Exploring novel binding pockets in DNA gyrase and DNA topoisomerase IV to address antibiotic resistance
- Start date: 1 August 2021
- End date: 31 July 2024
- Value: £1,200,000
- Partners and collaborators: John Innes Centre
- Primary investigator: Professor Colin Fishwick
- Co-investigators: Dr Martin McPhillie
- External co-investigators: Professor Tony Maxwell, John Innes Centre
Antimicrobial resistance (AMR) is probably the biggest current threat to human health. Recent estimates (O'Neill Report, 2016) suggest that 10 million people a year could die as a result of AMR by 2050. In addition, the economic cost has been estimated to be between 60 and 100 trillion USD worth of economic output, if antimicrobial drug resistance is not tackled.
This AMR problem is compounded by the lack of new antibacterial agents coming onto the market, caused by the loss of profitability of such drugs.
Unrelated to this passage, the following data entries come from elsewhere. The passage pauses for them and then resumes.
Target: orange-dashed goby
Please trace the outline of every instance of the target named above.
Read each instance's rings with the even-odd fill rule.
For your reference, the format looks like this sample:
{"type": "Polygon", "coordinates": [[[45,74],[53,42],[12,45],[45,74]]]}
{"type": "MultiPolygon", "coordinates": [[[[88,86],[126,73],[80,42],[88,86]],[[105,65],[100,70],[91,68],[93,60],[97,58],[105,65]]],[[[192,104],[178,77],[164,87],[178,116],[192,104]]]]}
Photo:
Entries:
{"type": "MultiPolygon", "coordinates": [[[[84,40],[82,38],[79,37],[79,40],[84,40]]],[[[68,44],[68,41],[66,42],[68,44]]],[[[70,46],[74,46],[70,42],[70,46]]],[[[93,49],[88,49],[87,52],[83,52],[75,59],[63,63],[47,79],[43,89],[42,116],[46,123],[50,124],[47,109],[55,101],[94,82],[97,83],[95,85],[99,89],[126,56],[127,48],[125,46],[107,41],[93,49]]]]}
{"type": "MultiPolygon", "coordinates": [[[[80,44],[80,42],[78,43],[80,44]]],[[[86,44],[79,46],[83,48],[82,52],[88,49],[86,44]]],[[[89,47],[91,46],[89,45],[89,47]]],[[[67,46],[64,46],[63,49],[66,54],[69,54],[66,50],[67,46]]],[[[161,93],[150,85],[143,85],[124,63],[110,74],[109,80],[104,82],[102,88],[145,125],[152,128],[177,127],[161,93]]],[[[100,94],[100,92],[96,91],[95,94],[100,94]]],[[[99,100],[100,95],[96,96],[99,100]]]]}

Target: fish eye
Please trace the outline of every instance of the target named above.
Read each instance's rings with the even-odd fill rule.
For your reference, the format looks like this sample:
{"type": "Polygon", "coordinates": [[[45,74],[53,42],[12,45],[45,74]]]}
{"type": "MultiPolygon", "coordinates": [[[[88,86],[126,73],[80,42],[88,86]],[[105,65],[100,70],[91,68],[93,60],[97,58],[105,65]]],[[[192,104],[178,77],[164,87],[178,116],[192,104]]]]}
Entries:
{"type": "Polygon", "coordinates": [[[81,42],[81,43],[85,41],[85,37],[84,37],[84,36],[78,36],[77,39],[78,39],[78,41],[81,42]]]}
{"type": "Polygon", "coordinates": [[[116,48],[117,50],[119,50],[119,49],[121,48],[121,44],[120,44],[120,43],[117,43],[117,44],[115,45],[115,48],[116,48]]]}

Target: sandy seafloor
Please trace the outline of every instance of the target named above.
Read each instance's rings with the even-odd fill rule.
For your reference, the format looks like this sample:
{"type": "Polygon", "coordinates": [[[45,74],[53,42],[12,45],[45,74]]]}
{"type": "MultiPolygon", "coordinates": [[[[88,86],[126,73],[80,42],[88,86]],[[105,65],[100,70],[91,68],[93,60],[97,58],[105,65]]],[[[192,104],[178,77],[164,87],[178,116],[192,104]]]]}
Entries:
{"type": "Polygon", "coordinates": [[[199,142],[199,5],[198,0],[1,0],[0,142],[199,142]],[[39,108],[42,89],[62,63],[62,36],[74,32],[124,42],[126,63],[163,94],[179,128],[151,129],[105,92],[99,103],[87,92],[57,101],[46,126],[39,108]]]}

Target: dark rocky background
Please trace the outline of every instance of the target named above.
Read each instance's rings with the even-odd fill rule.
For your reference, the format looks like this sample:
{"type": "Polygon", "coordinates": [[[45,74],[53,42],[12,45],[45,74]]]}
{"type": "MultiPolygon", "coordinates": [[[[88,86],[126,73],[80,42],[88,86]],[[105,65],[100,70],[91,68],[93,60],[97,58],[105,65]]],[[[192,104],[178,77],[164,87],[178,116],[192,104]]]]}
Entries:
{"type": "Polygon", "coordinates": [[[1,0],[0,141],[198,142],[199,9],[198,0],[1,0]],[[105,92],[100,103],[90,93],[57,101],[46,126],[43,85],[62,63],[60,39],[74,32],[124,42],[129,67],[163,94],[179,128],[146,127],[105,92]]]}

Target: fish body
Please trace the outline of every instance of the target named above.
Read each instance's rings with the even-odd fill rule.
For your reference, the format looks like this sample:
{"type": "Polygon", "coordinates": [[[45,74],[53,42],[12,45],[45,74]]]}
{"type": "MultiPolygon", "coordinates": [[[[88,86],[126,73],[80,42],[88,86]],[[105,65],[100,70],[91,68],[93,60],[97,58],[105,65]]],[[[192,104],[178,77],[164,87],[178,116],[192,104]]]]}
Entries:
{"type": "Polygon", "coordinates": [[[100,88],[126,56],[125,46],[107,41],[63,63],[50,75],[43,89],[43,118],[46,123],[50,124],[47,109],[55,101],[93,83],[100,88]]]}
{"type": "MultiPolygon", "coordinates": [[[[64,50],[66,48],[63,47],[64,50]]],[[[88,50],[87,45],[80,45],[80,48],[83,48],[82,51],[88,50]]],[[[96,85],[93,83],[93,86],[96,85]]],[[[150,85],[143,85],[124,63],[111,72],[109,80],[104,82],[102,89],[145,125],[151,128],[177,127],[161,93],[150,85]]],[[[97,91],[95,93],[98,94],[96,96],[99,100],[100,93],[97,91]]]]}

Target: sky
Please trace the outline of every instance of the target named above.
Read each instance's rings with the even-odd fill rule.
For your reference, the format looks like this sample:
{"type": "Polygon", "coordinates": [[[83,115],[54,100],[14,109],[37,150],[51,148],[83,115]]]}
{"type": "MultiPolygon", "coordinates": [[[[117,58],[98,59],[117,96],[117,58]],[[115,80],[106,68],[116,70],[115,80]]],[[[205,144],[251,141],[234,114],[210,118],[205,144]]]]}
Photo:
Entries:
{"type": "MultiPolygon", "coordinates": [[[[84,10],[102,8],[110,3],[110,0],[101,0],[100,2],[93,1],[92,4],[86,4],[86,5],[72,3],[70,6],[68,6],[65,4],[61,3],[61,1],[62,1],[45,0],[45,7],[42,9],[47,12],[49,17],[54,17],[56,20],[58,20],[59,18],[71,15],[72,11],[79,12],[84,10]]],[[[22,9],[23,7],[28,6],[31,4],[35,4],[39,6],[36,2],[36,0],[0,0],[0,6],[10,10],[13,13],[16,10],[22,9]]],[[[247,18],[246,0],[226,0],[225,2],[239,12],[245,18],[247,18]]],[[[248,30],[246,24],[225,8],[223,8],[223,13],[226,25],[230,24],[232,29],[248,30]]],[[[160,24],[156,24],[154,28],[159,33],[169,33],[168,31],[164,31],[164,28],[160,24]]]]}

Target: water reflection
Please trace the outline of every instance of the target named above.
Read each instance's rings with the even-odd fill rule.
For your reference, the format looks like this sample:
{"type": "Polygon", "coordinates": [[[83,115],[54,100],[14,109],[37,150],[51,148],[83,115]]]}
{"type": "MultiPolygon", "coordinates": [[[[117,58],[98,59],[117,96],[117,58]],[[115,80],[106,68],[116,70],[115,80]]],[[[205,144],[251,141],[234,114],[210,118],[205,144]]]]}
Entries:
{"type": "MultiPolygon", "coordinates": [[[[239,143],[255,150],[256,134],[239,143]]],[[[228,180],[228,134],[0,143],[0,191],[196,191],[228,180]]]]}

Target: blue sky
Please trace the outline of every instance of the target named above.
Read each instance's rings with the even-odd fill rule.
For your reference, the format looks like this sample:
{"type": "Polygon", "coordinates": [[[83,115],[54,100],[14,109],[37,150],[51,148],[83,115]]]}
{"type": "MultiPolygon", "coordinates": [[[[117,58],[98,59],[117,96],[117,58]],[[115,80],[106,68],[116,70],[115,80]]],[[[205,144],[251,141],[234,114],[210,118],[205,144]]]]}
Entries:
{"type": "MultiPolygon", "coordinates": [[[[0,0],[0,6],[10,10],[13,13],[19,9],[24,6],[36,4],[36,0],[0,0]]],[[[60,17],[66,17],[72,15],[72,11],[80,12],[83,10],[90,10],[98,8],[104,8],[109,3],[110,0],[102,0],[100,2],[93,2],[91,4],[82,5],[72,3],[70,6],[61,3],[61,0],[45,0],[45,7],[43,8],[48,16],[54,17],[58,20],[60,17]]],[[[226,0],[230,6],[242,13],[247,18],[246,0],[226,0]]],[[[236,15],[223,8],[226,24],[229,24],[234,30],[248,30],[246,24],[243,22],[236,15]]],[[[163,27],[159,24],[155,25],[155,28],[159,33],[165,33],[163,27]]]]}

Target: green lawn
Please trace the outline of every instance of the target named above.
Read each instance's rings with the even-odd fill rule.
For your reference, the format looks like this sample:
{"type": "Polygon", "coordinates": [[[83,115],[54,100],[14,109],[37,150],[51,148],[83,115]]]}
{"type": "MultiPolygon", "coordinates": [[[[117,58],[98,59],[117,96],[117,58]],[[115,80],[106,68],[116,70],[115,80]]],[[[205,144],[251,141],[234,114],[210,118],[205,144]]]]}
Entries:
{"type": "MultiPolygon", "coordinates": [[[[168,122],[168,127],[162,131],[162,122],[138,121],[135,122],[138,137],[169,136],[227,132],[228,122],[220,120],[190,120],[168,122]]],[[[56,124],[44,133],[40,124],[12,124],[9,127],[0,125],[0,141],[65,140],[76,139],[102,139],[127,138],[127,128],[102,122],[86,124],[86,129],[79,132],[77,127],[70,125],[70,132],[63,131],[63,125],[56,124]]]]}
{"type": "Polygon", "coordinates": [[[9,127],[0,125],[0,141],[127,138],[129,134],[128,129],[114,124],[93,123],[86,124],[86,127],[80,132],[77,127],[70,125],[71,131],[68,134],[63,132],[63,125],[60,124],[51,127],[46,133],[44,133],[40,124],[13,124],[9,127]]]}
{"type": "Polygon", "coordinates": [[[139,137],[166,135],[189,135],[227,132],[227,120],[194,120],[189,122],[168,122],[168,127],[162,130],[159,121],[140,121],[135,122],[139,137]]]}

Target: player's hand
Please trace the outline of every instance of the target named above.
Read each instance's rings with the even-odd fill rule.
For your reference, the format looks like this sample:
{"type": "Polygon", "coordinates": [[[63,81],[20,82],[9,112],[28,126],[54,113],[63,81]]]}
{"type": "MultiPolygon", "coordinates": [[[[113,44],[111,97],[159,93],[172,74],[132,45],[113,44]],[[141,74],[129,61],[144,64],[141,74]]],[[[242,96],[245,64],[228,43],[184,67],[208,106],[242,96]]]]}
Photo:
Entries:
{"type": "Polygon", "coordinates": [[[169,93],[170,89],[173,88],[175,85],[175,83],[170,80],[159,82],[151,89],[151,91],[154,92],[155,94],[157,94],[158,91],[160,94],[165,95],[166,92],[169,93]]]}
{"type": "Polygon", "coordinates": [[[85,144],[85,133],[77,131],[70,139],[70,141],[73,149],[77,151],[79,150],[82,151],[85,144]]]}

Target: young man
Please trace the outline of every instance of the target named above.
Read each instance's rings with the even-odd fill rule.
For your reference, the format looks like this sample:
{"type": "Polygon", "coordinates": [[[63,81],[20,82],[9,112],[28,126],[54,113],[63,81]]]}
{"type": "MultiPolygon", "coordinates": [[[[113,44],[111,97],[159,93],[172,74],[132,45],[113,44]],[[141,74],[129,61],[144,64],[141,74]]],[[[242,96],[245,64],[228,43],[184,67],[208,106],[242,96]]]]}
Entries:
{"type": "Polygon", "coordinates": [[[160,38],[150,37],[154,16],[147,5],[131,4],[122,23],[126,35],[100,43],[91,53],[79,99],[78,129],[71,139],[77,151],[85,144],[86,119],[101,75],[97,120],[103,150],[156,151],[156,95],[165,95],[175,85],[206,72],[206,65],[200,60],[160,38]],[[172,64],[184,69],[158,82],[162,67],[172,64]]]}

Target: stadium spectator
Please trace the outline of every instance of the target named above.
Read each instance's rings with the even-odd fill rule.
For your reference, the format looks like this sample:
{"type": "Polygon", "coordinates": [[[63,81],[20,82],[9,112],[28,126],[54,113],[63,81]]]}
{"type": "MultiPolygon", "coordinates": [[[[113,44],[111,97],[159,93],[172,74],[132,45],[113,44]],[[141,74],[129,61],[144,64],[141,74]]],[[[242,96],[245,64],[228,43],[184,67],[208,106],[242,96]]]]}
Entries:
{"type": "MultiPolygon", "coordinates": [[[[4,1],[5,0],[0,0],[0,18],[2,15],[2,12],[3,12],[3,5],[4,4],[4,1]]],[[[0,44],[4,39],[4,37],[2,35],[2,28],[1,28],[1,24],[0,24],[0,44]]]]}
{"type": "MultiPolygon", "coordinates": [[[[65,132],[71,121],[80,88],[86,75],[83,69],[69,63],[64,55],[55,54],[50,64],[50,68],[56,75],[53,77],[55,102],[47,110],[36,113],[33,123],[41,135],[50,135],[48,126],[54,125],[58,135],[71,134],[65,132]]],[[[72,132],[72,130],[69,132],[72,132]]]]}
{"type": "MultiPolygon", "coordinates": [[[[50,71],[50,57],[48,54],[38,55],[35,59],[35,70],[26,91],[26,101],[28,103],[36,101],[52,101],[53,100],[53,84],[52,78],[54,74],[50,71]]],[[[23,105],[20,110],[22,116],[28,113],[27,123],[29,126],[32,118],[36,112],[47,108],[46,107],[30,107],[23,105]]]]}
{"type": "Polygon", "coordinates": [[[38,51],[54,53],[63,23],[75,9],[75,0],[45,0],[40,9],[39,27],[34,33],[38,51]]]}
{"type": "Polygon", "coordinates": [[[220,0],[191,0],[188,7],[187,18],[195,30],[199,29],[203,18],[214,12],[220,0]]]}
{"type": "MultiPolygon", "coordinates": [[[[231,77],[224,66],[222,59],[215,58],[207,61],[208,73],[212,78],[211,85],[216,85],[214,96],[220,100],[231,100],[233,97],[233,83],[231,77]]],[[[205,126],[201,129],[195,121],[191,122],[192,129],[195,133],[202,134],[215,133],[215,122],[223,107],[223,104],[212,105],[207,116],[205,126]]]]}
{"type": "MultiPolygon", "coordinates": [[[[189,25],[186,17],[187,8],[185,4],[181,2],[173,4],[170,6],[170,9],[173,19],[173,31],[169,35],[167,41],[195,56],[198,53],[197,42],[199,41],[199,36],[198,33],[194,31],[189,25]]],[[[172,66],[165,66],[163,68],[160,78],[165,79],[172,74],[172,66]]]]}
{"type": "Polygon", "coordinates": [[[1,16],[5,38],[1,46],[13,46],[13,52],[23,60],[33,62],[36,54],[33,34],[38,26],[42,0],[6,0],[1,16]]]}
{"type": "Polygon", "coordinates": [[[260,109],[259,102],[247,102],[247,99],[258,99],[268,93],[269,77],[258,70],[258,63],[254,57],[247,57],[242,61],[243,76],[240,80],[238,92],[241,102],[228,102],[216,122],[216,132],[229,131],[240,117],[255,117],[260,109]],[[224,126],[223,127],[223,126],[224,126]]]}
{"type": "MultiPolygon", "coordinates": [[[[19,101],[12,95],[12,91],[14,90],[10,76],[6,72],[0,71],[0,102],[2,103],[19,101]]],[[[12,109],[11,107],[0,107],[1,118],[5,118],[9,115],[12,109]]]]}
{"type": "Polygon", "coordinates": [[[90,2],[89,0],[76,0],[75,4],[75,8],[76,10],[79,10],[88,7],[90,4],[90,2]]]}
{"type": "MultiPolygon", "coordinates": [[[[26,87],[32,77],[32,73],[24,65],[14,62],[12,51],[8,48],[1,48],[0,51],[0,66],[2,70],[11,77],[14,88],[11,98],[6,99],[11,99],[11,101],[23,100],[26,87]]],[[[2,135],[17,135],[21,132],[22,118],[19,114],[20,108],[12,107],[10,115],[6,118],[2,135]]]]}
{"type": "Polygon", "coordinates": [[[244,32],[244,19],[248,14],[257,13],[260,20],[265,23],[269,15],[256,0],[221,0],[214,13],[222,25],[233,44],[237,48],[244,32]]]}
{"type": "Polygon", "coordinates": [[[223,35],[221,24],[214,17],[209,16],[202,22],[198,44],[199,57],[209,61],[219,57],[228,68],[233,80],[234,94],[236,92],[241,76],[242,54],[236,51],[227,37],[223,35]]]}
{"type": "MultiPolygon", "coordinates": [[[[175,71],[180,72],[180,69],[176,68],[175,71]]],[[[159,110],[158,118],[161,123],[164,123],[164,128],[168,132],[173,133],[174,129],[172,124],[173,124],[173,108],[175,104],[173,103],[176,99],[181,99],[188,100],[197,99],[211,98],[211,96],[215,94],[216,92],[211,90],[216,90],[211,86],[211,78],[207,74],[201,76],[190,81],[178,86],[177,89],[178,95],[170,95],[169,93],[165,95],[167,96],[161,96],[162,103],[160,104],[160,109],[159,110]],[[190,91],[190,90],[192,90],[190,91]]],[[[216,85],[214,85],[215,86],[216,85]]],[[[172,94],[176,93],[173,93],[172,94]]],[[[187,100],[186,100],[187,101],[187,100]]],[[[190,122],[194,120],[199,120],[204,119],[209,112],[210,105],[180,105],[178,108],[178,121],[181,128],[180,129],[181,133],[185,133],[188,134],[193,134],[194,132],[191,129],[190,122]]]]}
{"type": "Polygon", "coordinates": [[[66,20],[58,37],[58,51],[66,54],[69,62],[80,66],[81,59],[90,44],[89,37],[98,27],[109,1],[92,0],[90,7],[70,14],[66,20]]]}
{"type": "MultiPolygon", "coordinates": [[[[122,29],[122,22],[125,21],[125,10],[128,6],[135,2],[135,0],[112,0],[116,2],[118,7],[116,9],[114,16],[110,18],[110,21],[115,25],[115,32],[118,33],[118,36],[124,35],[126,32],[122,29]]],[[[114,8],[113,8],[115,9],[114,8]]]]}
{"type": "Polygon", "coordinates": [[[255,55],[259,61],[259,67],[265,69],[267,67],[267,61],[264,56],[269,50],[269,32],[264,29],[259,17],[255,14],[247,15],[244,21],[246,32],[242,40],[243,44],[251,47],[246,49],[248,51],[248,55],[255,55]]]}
Amongst the most successful groups of antibiotics of modern times are the fluoroquinolones (FQs), such as ciprofloxacin. However, these too are subject to increasing AMR and alternatives need to be found. FQs act by targeting DNA gyrase and/or DNA topoisomerase IV, enzymes that are essential in bacteria but absent from human cells.
We are working with compounds that also target gyrase but that act in a different way such that cross resistance with FQs can be avoided. Currently these compounds are not suitable as human antibiotics due to issues such as toxicity. Using computational methods, synthetic chemistry, biochemical/biophysical studies, microbiological and toxicology evaluation, and structural work, this project aims to develop new, drug-like compounds (i.e. with favourable properties in terms of solubility, potency and size) that retain their antibacterial efficacy but which also have other properties required for drug leads, including low toxicity.
At the end of this project, we aim to have identified a new series of antibacterial drug leads that will hold considerable promise for subsequent development.
At a basic science level, the project aims to provide new fundamental knowledge in targeting bacterial gyrases with small molecule inhibitors, and overcome the associated resistance mechanisms. It will also support the development of novel antimicrobials, and therefore promises to deliver a high-level of impact to public health and antibiotic awareness.